Minister for Health Simon Harris has moved to reassure women who will have to be recalled for repeat smear tests that the clinical risk is "exceedingly low".
Mr Harris has denied he was aware last December that 6,000 women would need to be re-tested after a lab discovered that some samples were being tested outside of recommended time frames.
"I knew there was a potential issue, but I did not know there were 6,000 women waiting to be retested," he told The Irish Times.
He said he had requested a report from the Health Service Executive on the matter which he still has not received.
“The bottom line is we were waiting and are still waiting to this day to receive the report. Even when we knew there would be 6,000 women impacted, it was not known whether they would all need retests.”
This is, he said, because the clinical risk is “exceedingly low”.
US lab
The 6,000 women who will be recalled for repeat smears are those whose smears showed up some abnormality on initial reading. Their slides were then to be tested for the HPV virus but this did not happen within the recommended time frame for such testing. The HPV test should be carried out within 30 days of the smear being taken, but it has transpired that Quest Diagnostics, a US lab contacted by the CervicalCheck screening programme, was counting 30 days from when they received the tests, not 30 days from when the test was taken.
The HSE said the HPV testing was still “likely” to be accurate even when carried out after the recommended date. However, as a precaution, it was asking women affected by the issue to attend their GP for a repeat smear.
The women involved will be written to by the end of next week, it said. The repeat test will be free and processed “as a priority”.
On average, 15 out of every 1,000 tests processed by CervicalCheck display abnormalities, or changes in the cells of the cervix. Low-grade abnormalities result in samples being tested in labs for HPV.
The 221-plus CervicalCheck Patient Support Group welcomed the fact that the HSE had communicated openly on the issue, and on the huge backlog of results that has arisen since free repeat smears were offered last year, but said they raised questions about the capacity of the health services to respond effectively to women’s health issues.
Stephen Teap, a member of the group, said the latest controversy was "the typical fallout" from a screening programme that was, in the words of Dr Gabriel Scally's report on CervicalCheck last year, "doomed to fail".

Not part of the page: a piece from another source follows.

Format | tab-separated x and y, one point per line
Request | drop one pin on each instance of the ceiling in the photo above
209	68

“There has been fear and anxiety injected into the women and families of Ireland again on the back of this.”
The HSE has written to doctors and other health staff saying the problem with the HPV testing related to the years 2015 to 2018.
Briefing document
Meanwhile, a briefing document sent to Fine Gael TDs has stated that “the Government is determined that some good can come from the controversy around CervicalCheck”.
It states: “The Minister was made aware in December of a potential issue regarding HPV testing and that work was under way by the HSE to assess if there was action required. He sought regular updates on all matters relating to CervicalCheck but to date a final report on the HPV testing issue has not been received.
“The issue has been discussed at the CervicalCheck steering committee and referenced in published weekly reports on the Department of Health website. However it is important to state the full report from the HSE is not available and was not made available to the committee members.”
In the briefing note, Government TDs are told the issue in relation to the 6,000 affected women is over a process used by Quest Diagnostics to process HPV tests on a “small proportion of samples”.
The laboratory in question had dated samples from the day they had been received, not when the samples had been taken. Sources have said that the period of time between these two would usually only be about a week.
Fianna Fáil TD Lisa Chambers has said Mr Harris must "immediately address the confusion surrounding the latest developments of the CervicalCheck controversy".